One of the constant conversations at the National Fruit Show, and not just in recent times, is the need for a sustainable return for fruit produced in the UK.
I’ve lost count of the number of times I’ve written about the need for farms to be referred to in business terms, not philanthropic ones. I’ve pointed out how farmers would be lauded if they were a multinational business with strong, environmentally sustainable strategies, planting crops and caring for large green spaces, how a strong asset base underpins a good business and how, in manufacturing, a confirmed order book underpins financing of the future.
Yet in farming, businesses are cut adrift. Long relationships with a commercial partner may exist, but with nothing you could show an investor. The industry has to deal with political positioning that talks about public good, environmental strategies that never mention food or farming and a lack of a strategy to ensure food security, despite ongoing challenges with international food systems created by conflict and climate change.
As we enter this winter, we face our most food insecure period since the Beveridge Act began its scoping; the second wettest year, and correspondingly second poorest cereal crop, since records began. All home-grown commodity food crops have been severely impacted, while wet weather and heavy conditions continue to hamper the top fruit harvest as I type.
We know there is a vital need to promote and protect British farming through the diversification of crops and investment in new technologies to strengthen our farming sector. Farmers are faced with an uncertain future with regards to crop production and the regulatory landscape, especially as yields decline and post-Brexit policies evolve (or don’t, indecision is almost worse, isn’t it?). As a result, costs are loaded on food, further removing sections of the population from the consumer base (20% of the UK population are not mainstream retail customers, being unable to afford to walk in the door of Aldi, Asda et al, let alone Tesco).
In a recent City Harvest survey of food donors, 75% reported a moderate to severe impact of Brexit checks and charges on their business, with 71% reporting that the added burden of administrative paperwork was the most significant impact, followed by import costs (65%) and delays in receiving goods (39%).
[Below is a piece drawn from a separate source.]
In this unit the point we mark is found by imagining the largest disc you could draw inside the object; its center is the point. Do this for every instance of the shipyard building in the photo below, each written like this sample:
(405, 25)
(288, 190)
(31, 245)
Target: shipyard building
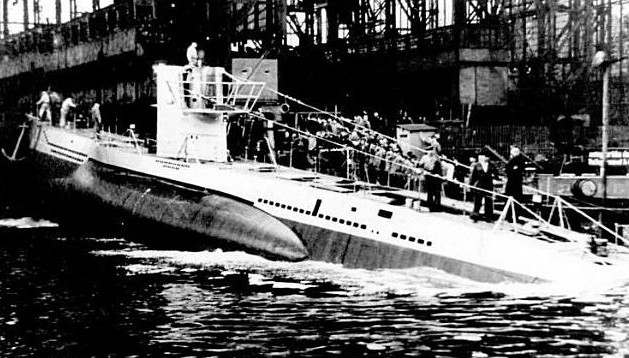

The UK imports nearly half of its vegetables and more than 80% of its fruit. If British food businesses have trouble with post-Brexit paperwork, fees and delays, it’s going to be affecting those that import 38% of the total volume of food consumed here.
Have you written to your MP? Have you given evidence to the NFU, which is campaigning on your behalf? Have you contributed to the change that farming in the UK needs, calling for a policy to support its future and a strategy to feed our population? We all have a choice; your career choice may be a vocation and your heritage, but you have a choice and a voice to help ensure it’s there for the next generation as a thriving business.